1952. Le printemps, croient les gens de la ville, arrive après l’hiver. Ceux qui vivent parmi les arbres et les montagnes savent que le printemps est le fils de la terre. Qu’elle accouche de lui tout doucement, quand le père Soleil se retourne dans son lit de ténèbres et que la Terre bascule légèrement sur son axe, pour lui offrir son meilleur profil. La Terre est coquette, le Soleil est amoureux. Le printemps n’est qu’une manifestation de leur amour, l’équinoxe de mars, une cérémonie qui le consacre depuis l’origine des temps. Ils réinventent ensemble, courtois, des jours plus longs, pour échanger des caresses plus chaudes. Ils font tourner la neige en rigoles, la végétation exposée luit et se pare de bourgeons comme des breloques annonçant la grande séduction de l’été. La marmotte sort de son trou, excitée, prête à sauter sur les jeunes pousses du jardin. Le printemps, c’est le début du monde.

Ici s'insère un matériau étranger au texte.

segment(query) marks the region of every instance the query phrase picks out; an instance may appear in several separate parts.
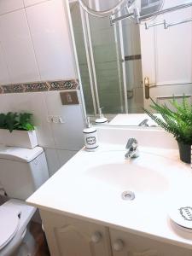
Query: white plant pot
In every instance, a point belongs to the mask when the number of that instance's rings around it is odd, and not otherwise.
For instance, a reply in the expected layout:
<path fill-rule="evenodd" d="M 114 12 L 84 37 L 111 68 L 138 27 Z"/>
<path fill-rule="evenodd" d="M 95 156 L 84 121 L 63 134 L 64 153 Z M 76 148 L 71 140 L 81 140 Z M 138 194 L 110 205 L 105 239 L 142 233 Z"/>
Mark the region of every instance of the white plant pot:
<path fill-rule="evenodd" d="M 36 131 L 14 130 L 10 132 L 9 130 L 0 129 L 0 144 L 33 148 L 38 145 Z"/>

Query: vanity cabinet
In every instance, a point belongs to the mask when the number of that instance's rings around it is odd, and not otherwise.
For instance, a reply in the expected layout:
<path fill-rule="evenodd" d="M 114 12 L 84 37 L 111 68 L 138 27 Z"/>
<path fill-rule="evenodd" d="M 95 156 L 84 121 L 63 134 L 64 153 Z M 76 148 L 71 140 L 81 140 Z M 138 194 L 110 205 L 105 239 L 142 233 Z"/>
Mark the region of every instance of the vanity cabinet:
<path fill-rule="evenodd" d="M 192 256 L 192 249 L 110 229 L 113 256 Z"/>
<path fill-rule="evenodd" d="M 40 212 L 51 256 L 112 256 L 108 228 Z"/>
<path fill-rule="evenodd" d="M 192 256 L 185 249 L 40 210 L 51 256 Z"/>

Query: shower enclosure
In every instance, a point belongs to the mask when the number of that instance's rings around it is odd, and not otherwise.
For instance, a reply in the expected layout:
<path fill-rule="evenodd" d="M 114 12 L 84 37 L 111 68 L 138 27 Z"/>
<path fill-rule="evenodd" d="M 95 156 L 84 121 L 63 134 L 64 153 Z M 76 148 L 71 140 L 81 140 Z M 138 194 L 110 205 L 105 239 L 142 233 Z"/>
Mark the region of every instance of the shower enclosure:
<path fill-rule="evenodd" d="M 89 4 L 102 10 L 108 1 Z M 69 4 L 87 113 L 96 115 L 99 108 L 112 116 L 142 113 L 139 26 L 129 19 L 111 26 L 108 17 L 89 15 L 78 1 Z"/>

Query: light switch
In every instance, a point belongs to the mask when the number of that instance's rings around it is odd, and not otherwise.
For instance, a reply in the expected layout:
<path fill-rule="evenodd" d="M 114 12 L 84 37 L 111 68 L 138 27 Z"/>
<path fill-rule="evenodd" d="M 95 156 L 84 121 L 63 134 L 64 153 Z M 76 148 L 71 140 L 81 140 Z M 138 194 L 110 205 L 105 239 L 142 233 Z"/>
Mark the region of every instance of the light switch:
<path fill-rule="evenodd" d="M 79 105 L 79 98 L 77 90 L 61 91 L 60 93 L 62 105 Z"/>

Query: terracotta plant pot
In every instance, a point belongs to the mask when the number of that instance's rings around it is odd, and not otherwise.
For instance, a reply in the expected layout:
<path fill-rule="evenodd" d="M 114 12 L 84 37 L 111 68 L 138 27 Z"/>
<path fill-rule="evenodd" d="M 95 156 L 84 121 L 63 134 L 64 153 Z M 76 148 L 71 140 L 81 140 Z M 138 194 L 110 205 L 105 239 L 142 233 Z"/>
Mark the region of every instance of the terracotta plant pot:
<path fill-rule="evenodd" d="M 191 145 L 184 144 L 181 142 L 177 142 L 180 160 L 187 164 L 191 163 Z"/>

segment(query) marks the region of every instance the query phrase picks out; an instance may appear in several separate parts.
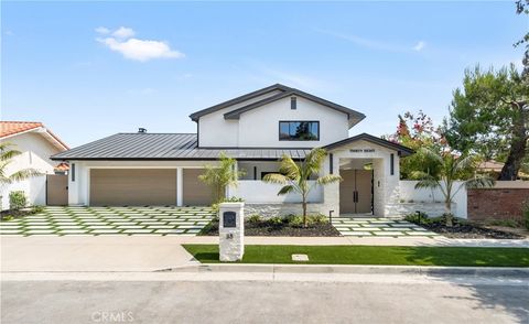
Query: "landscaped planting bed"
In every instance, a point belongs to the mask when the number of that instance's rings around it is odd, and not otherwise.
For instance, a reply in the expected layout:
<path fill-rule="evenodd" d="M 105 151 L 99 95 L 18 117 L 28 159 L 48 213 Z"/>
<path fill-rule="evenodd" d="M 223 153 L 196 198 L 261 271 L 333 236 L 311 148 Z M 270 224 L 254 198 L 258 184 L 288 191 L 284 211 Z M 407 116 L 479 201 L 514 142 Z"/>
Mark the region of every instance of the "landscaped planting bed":
<path fill-rule="evenodd" d="M 316 217 L 309 216 L 310 223 L 307 227 L 303 227 L 300 224 L 301 216 L 269 219 L 252 216 L 245 220 L 245 236 L 341 236 L 326 218 Z M 199 235 L 218 236 L 218 220 L 213 220 L 204 227 Z"/>
<path fill-rule="evenodd" d="M 525 236 L 494 228 L 487 228 L 479 224 L 465 219 L 453 219 L 453 226 L 446 226 L 444 217 L 427 218 L 424 216 L 409 215 L 406 220 L 422 226 L 433 233 L 450 238 L 496 238 L 496 239 L 522 239 Z"/>
<path fill-rule="evenodd" d="M 218 263 L 218 245 L 184 245 L 203 263 Z M 309 261 L 293 261 L 306 255 Z M 527 248 L 388 246 L 246 246 L 240 263 L 529 267 Z"/>

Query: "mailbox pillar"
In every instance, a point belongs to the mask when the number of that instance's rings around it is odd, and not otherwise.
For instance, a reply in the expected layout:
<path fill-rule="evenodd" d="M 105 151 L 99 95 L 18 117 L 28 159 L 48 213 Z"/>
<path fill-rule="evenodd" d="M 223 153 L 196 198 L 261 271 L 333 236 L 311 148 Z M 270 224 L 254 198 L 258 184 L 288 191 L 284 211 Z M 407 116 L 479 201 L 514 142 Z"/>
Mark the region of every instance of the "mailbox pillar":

Ce printemps-là, Pierrot a vu les dentelles sur la fenêtre à carreaux de sa nouvelle chambre, au Suisse, se transformer en coulisses polychromes dès le petit matin. Juché sur une chaise, il a aussi pu voir la chatte Biscuit sauter sur la remise des Davidson et d’un bond gagner le grenier sous pente, rempli de bran de scie, pour y couver sa flopée de chatons. C’est pour elle qu’André descend au tracel du lac la Sapinière avec sa branche de coudrier transformée en canne à pêche, deux ou trois fois par semaine, dès que truitelles et truitons s’élancent dans le torrent de mai pour remonter vers le ruisseau Doncaster, après un long voyage sous-marin, là où le regard ne pénètre pas.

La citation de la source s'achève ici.